Re: scsh-0.6.7 -> scsh-0.7 has substantial changes, and introduces grievous error
hga@xxxxxx 10 Jul 2019 19:43 UTC
> From: Lassi Kortela <xxxxxx@lassi.io>
> Date: Wednesday, July 10, 2019 1:51 PM
> Ah, good old sync(2) :)
>
> > ;;; Amazingly bogus syscall -- doesn't *actually* sync the filesys.
> > (import-os-error-syscall sync-file-system () "scsh_sync")
>
> > ;;; Amazingly bogus syscall -- doesn't *actually* sync the filesys.
> > (import-lambda-definition-2 %sync-file-system (fd) "scsh_fsync")
> Does anyone lurking here know what's the story with sync() now that SSDs
> are gradually taking over?
>
> IIRC sync() was always kind of a weird syscall because it basically
> promises safety, but its behavior is so vague and complex that there's
> no clear criteria for how applications should rely on that promise....In
> practice, people resort to wishful thinking and do things like write a
> hundred files calling sync() after each file, or calling sync() then
> waiting a few seconds then calling sync() again to be sure.

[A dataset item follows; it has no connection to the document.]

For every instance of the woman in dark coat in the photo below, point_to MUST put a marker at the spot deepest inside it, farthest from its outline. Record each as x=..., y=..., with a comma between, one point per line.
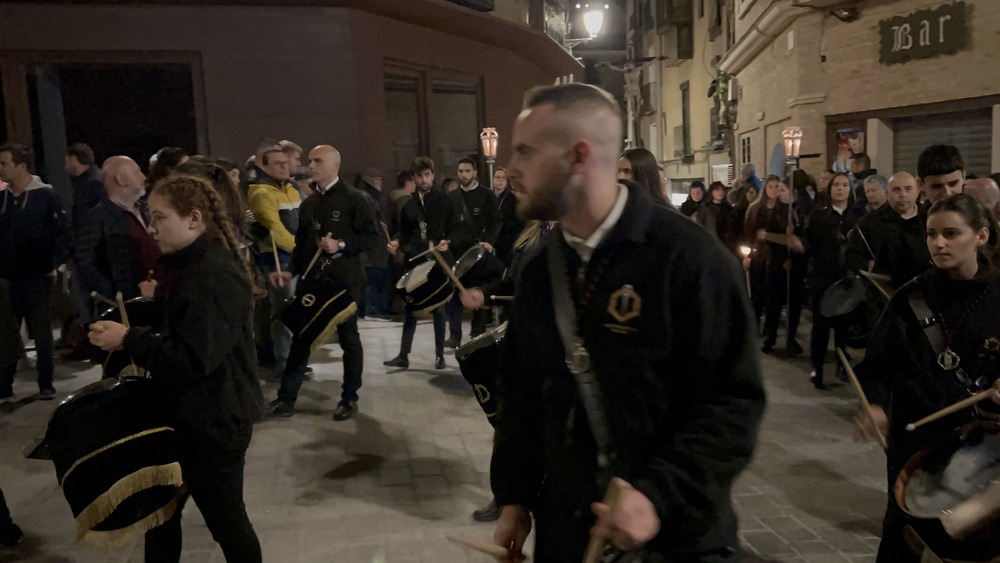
x=202, y=358
x=906, y=380
x=825, y=239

I've never
> met anybody who can lay out a principled approach for how to use it.
Applications shouldn't depend on sync.... But on e.g. Linux they
shouldn't depend on fsync either, for far too much of the software and
hardware stack lies through its teeth. Linux/Linus has just not cared
about this issue going back to the 1990s, and there are terrible
problems in many parts of its software stack. E.g. the last time I
checked, the very handy Logical Volume Manager (LVM) did not honor the
promises made by software above or below and hardware below.
I suspect more reliable hardware and affordable UPSes have made
people complacent, with SSDs partly encourage that by being fast (but
many models take that all back by bricking if power is cut at the
wrong time; hypercapacitors are your friend, but even Intel is
dropping them from some of its datacenter line).
"Wishful" ... well, it's always been like that, back in the days of
PDP-11s, in my community the incantation before shutting down for real
was sync;sync;sync, then wait at least 5 seconds for the non-buffer
bloated hardware of the era to finish the job.
> The thing is, kernels typically sync() by themselves every 30-60
> seconds anyway, even if applications do not request it.
It's been that way for a very long time, at least to Research UNIX
Version 7, although looking at my 18.04 Ubuntu, the obviously named
separate process for doing this has probably been absorbed by systemd.
As I'm adding to the SRFI text, if you really care about best effort
writing, review the code in a paranoid database like SQLite.